Lori Rogers-Stokes
Abigail, Sarah, Elizabeth, and Esther: Nipmuc Women In and Out of the Congregational Church in Hassanamesit/Grafton
Congregationalism, the religion the Puritans established in Woodland New England, was shaped by Indigenous worshippers as well as English. In this talk, Rogers-Stokes will use church records to tell the dynamic stories of four Nipmuc women—sisters and cousins—of Hassanamesit (Grafton) at the turn of the 18th century who made very different, very personal choices about church belonging. Their lives and experiences as described in church records give us a new and priceless window into the world of Indigenous women asserting agency and maintaining kinship despite the threats and pressures of colonization.
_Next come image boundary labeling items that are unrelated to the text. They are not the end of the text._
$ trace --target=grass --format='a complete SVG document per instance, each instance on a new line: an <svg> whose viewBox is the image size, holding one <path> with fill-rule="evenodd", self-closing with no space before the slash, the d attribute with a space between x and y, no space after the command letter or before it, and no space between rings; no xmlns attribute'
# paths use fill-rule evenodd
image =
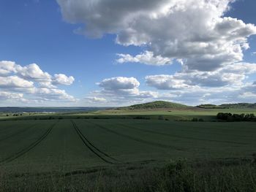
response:
<svg viewBox="0 0 256 192"><path fill-rule="evenodd" d="M219 111L8 117L0 191L255 191L255 123L158 120Z"/></svg>

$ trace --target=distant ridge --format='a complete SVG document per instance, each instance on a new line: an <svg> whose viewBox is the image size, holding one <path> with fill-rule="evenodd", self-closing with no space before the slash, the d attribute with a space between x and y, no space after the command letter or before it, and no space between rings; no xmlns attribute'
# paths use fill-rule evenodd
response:
<svg viewBox="0 0 256 192"><path fill-rule="evenodd" d="M134 104L129 107L119 107L119 110L150 110L150 109L178 109L178 108L188 108L189 106L172 103L164 101L157 101L154 102Z"/></svg>
<svg viewBox="0 0 256 192"><path fill-rule="evenodd" d="M200 104L197 107L203 109L256 109L256 104L238 103L238 104Z"/></svg>

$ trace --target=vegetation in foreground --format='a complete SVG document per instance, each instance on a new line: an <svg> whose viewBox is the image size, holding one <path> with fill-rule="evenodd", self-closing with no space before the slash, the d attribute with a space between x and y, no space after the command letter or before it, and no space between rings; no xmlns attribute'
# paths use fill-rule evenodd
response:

[Recorded August 12, 2023 ]
Lori Rogers-Stokes, PhD, is an independent scholar, public historian, and former contributing editor for New England’s Hidden Histories, a digital history project making three centuries of Congregational church records available through digitization and transcription. She is the author of Records of Trial from Thomas Shepard’s Church in Cambridge, 1638-49: Heroic Souls (Palgrave Macmillan, 2020). Lori studies the history of Woodland New England, particularly the first century of the Massachusetts Bay Colony, where forms of church and state were created that are still shaping American history for better and for worse today.